ARTICLE ABSTRACTTo determine a recommended dose of liposomal eribulin (E7389-LF) in combination with nivolumab in patients with advanced solid tumors, and to evaluate the safety, efficacy, pharmacokinetics, and biomarker impact of this regimen.
Japanese patients with advanced, nonresectable, or recurrent solid tumors and no existing alternative standard/effective therapy (except nivolumab monotherapy) were assigned to either E7389-LF 1.7 mg/m2 plus nivolumab 360 mg every 3 weeks, E7389-LF 2.1 mg/m2 plus nivolumab 360 mg every 3 weeks, E7389-LF 1.1 mg/m2 plus nivolumab 240 mg every 2 weeks, or E7389-LF 1.4 mg/m2 plus nivolumab 240 mg every 2 weeks. Primary objectives were to evaluate the safety/tolerability of each dose cohort and to determine the recommended phase II dose (RP2D). Secondary/exploratory objectives, including safety [dose-limiting toxicities (DLT) and adverse events (AE)], pharmacokinetics, efficacy [including objective response rate (ORR)], and biomarker results were used in determining the RP2D.
Twenty-five patients were enrolled to treatment [E7389-LF 1.7 mg/mg2 every 3 weeks (n = 6), E7389-LF 2.1 mg/m2 every 3 weeks (n = 6), E7389-LF 1.1 mg/m2 every 2 weeks (n = 7), E7389-LF 1.4 mg/m2 every 2 weeks (n = 6)]. Twenty-four patients were evaluated for DLTs, of whom 3 had DLTs (1 at E7389-LF 1.7 mg/m2 every 3 weeks, 1 at 1.1 mg/m2 every 2 weeks, and 1 at 1.4 mg/m2 every 2 weeks). All patients had ≥1 treatment-related treatment-emergent AE (TEAE); 68.0% had ≥1 grade 3–4 treatment-related TEAE. Changes in vasculature and IFN-related biomarkers were seen in each cohort. The overall ORR was 16%.
E7389-LF plus nivolumab was tolerable overall; the recommended dose for future study was 2.1 mg/m2 plus nivolumab 360 mg every 3 weeks.

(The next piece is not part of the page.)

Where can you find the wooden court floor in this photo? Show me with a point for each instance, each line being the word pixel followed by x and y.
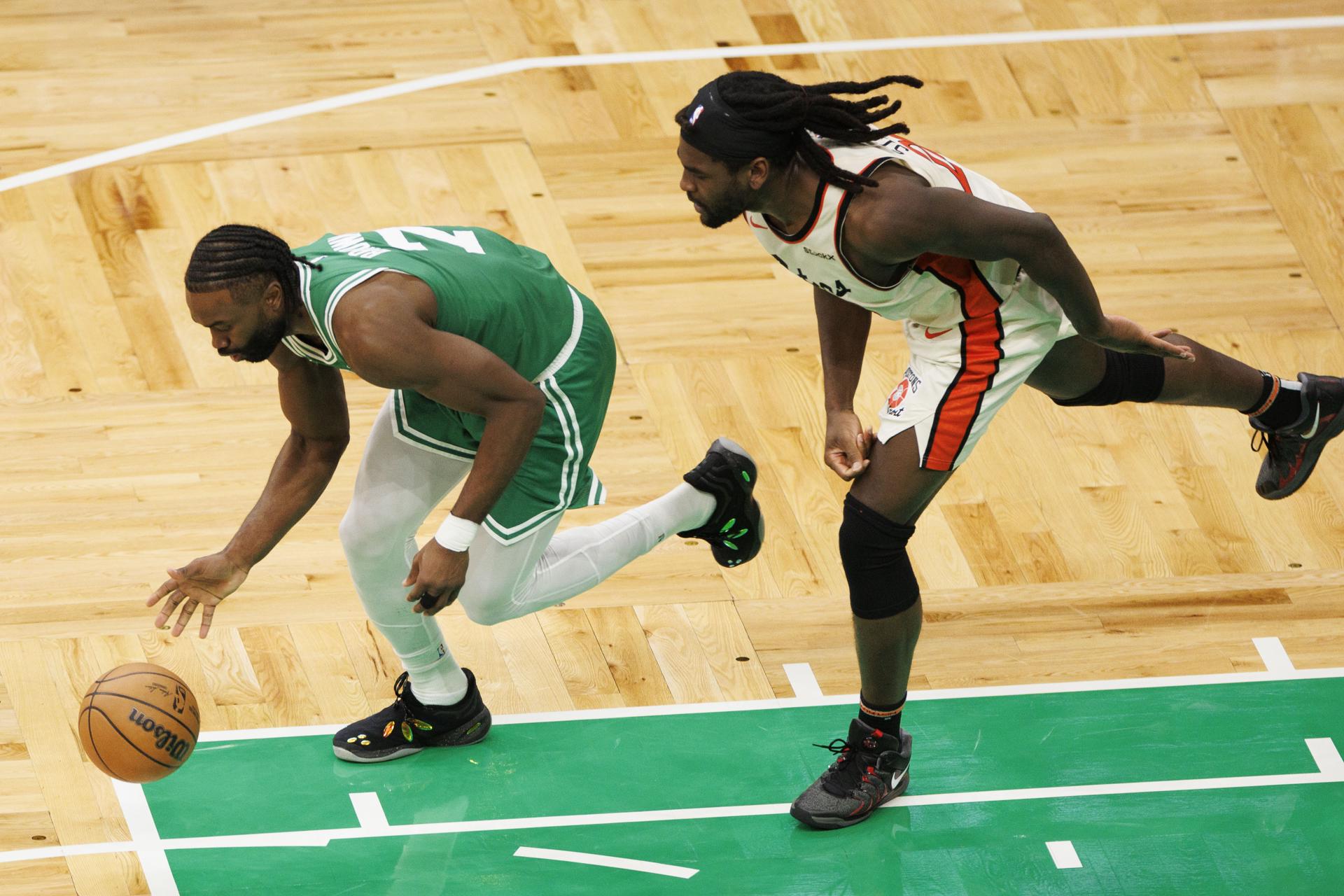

This phase Ib part of a phase Ib/II study assessed the tolerability and activity of a liposomal formulation of eribulin (E7389-LF) plus nivolumab in 25 patients with advanced solid tumors. The combination was tolerable overall; 4 patients had a partial response. Vasculature and immune-related biomarker levels increased, suggesting vascular remodeling.